Veterans Day, formerly known as Armistice Day, traces its origins back to World War I. Though the war officially ended Jun. 28, 1919 with the signing of the Treaty of Versaille, fighting actually stopped months before, on Nov. 11, 1918 when Germany and the Allied forces declared an armistice, or a truce. From that moment on, Nov. 11 became a day to recognize those serving in the armed forces. This Friday, the nation will honor veterans both living and dead on its 78th official Veterans Day.

Congress passed a resolution in 1929 designating Nov. 11 as a day to commemorate the end of the World War I. "Whereas it is fitting that the recurring anniversary of this date should be commemorated with thanksgiving and prayer and exercises designed to perpetuate peace through goodwill and mutual understanding between nations," the resolution stated.

Armistice Day didn't become an official holiday, however, until more than 20 years after World War I ended, when it was declared a federal holiday in 1938. In 1958, President Dwight D. Eisenhower changed the name of the holiday to Veterans Day.

"In order to insure proper and widespread observance of this anniversary, all veterans, all veterans' organizations and the entire citizenry will wish to join hands in the common purpose," Eisenhower's proclamation read.

The word veteran refers to any person who has served or is currently serving in the armed forces. As of 2014, there were 19.3 million veterans in the United States, 1.6 million of whom were females and seven million of whom had served in the Vietnam War.

Not to be confused with Memorial Day, Veterans Day is a day to recognize the service of both the living and the dead who served in the nation's armed forces. Memorial Day is set aside to commemorate only those veterans who lost their lives.

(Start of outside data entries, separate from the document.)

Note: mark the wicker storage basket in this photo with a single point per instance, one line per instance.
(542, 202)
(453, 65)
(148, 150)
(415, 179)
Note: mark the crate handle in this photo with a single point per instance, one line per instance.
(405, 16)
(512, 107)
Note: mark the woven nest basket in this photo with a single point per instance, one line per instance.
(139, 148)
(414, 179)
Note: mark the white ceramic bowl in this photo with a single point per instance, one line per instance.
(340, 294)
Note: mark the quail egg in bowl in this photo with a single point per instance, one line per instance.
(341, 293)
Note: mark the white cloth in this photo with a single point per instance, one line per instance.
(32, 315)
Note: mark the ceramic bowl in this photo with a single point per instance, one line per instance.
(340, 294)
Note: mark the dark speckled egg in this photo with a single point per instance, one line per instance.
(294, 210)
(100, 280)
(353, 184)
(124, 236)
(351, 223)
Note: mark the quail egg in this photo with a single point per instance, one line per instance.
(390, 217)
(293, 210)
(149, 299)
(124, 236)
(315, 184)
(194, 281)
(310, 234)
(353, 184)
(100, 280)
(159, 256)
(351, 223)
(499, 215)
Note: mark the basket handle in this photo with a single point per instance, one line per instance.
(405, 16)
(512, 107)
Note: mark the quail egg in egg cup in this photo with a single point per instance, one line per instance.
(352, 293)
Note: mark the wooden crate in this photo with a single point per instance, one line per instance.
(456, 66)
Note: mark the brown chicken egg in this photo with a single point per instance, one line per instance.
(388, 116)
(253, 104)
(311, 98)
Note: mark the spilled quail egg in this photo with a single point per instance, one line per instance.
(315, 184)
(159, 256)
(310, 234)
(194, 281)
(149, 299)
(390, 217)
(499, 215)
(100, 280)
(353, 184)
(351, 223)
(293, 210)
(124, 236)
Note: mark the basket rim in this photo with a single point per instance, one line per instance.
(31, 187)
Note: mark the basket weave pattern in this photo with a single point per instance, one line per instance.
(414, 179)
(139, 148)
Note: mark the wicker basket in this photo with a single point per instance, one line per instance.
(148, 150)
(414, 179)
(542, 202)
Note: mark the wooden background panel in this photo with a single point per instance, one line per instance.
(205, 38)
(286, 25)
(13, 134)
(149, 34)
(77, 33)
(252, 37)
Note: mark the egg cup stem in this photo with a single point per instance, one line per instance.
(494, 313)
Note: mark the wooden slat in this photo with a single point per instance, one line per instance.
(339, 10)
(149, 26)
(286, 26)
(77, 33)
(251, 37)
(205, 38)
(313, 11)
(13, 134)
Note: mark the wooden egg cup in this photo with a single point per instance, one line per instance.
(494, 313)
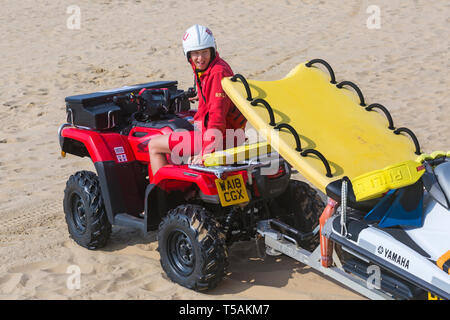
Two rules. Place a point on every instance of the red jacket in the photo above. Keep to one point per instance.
(214, 107)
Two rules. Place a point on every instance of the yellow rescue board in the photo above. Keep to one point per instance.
(236, 154)
(373, 184)
(328, 119)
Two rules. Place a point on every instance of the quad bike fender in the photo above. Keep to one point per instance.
(99, 147)
(120, 175)
(176, 177)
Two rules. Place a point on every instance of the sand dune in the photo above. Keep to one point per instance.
(402, 65)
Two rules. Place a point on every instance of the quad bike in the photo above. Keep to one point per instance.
(197, 220)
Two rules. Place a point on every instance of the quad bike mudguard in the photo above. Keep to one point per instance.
(120, 174)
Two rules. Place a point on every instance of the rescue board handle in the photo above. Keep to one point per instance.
(330, 70)
(294, 133)
(245, 83)
(413, 137)
(321, 157)
(354, 86)
(268, 107)
(386, 112)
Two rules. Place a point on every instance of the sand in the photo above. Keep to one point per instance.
(403, 65)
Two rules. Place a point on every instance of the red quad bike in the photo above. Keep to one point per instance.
(183, 202)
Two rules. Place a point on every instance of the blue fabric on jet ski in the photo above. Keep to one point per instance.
(379, 211)
(402, 207)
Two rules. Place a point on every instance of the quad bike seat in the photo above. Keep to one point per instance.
(170, 120)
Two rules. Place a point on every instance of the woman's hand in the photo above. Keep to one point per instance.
(198, 159)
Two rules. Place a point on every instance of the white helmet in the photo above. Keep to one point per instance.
(198, 37)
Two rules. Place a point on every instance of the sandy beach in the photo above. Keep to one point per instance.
(402, 63)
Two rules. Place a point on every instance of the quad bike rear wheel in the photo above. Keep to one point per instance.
(300, 206)
(192, 248)
(85, 212)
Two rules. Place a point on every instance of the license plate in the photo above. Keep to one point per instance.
(433, 297)
(232, 190)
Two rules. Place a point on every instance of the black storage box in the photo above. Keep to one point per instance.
(100, 110)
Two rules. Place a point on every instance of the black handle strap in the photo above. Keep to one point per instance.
(294, 133)
(268, 107)
(323, 62)
(354, 86)
(386, 112)
(413, 137)
(245, 83)
(321, 157)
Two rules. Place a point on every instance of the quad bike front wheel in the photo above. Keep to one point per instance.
(192, 248)
(300, 206)
(85, 212)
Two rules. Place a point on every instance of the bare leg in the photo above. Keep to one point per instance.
(158, 147)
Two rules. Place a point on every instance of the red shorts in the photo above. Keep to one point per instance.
(186, 142)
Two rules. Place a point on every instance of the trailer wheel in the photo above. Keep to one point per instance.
(300, 206)
(85, 213)
(192, 248)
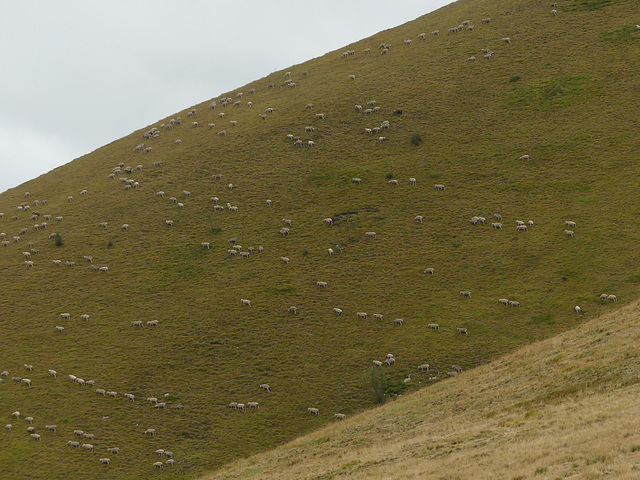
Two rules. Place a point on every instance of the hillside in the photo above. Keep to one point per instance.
(565, 407)
(564, 91)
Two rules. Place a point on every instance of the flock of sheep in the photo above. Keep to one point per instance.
(236, 250)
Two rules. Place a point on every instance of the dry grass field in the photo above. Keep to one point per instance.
(561, 408)
(563, 90)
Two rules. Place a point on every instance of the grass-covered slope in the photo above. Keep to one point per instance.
(565, 407)
(564, 91)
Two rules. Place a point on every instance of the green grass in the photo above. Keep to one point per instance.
(210, 350)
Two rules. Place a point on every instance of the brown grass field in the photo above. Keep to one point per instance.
(565, 91)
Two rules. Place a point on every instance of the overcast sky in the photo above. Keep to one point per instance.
(78, 74)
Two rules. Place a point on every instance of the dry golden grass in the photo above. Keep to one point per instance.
(565, 407)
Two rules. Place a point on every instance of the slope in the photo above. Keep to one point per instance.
(571, 108)
(565, 407)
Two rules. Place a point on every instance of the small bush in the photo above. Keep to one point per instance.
(58, 239)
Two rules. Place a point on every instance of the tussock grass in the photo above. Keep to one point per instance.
(210, 350)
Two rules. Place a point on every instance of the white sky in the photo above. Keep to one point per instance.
(78, 74)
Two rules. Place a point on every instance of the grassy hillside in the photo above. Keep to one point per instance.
(564, 91)
(565, 407)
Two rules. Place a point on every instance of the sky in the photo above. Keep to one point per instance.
(78, 74)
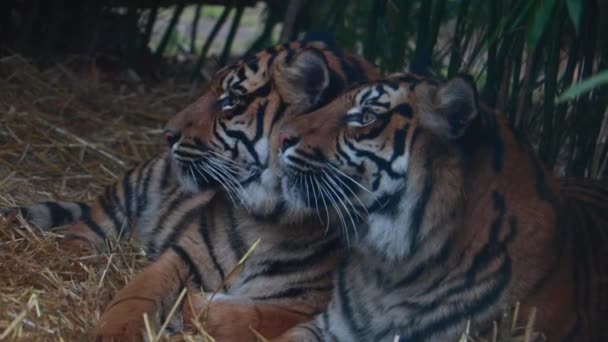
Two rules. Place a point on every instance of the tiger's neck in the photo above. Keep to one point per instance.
(424, 214)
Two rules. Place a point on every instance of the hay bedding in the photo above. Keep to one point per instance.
(64, 136)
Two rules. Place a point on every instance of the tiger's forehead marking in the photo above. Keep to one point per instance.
(381, 96)
(247, 71)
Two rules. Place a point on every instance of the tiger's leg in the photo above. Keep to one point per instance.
(111, 214)
(305, 332)
(153, 291)
(232, 318)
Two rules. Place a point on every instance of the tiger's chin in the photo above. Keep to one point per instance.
(194, 182)
(295, 198)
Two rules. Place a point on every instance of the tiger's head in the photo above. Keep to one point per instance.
(381, 148)
(225, 136)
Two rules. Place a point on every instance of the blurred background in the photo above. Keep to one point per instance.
(543, 63)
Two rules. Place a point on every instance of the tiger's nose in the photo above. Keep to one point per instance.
(172, 137)
(287, 140)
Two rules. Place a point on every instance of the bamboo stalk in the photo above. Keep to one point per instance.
(231, 34)
(205, 49)
(177, 13)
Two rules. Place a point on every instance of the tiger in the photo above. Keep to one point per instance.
(462, 218)
(194, 211)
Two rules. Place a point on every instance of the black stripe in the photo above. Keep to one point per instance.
(109, 209)
(420, 208)
(166, 175)
(179, 228)
(346, 308)
(59, 215)
(204, 230)
(176, 201)
(234, 236)
(187, 259)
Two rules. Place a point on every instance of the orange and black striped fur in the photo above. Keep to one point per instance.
(195, 233)
(462, 218)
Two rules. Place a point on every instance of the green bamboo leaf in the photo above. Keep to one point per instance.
(542, 15)
(575, 10)
(584, 86)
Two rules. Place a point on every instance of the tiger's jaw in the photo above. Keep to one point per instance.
(319, 186)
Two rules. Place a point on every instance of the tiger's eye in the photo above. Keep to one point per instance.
(228, 102)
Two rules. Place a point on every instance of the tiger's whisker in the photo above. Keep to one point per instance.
(337, 197)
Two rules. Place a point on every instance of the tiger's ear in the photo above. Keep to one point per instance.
(449, 109)
(303, 79)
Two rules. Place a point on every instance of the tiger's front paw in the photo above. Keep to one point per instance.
(123, 320)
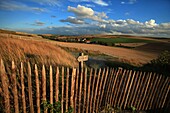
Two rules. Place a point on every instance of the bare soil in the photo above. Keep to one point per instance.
(131, 56)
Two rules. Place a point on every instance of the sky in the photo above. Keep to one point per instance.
(77, 17)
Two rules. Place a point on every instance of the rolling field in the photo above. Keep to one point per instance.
(146, 49)
(120, 40)
(39, 52)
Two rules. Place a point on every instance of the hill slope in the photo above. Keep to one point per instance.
(34, 51)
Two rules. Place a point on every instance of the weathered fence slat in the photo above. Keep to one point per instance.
(37, 89)
(57, 85)
(136, 88)
(150, 91)
(123, 87)
(80, 91)
(14, 89)
(89, 91)
(72, 87)
(84, 92)
(30, 89)
(76, 89)
(115, 86)
(62, 91)
(103, 87)
(85, 86)
(126, 88)
(156, 81)
(142, 88)
(99, 91)
(22, 88)
(110, 81)
(92, 95)
(5, 84)
(95, 93)
(51, 87)
(44, 87)
(119, 90)
(145, 93)
(67, 86)
(129, 89)
(166, 95)
(162, 93)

There are various ways to show support for veterans Friday. We Honor Veterans, a national group that cares for those who served, encourages people to first and foremost set time aside to spend with a veteran so he or she can share their story. Attending a Veterans Day event, visiting the grave of a service member and hanging a flag outside your home are also good ways to commemorate those who have served. The Veterans History Project, a program aimed at telling veterans' stories, urges anybody to participate by interviewing a veteran, sharing their own story or donating a veteran's collection of items.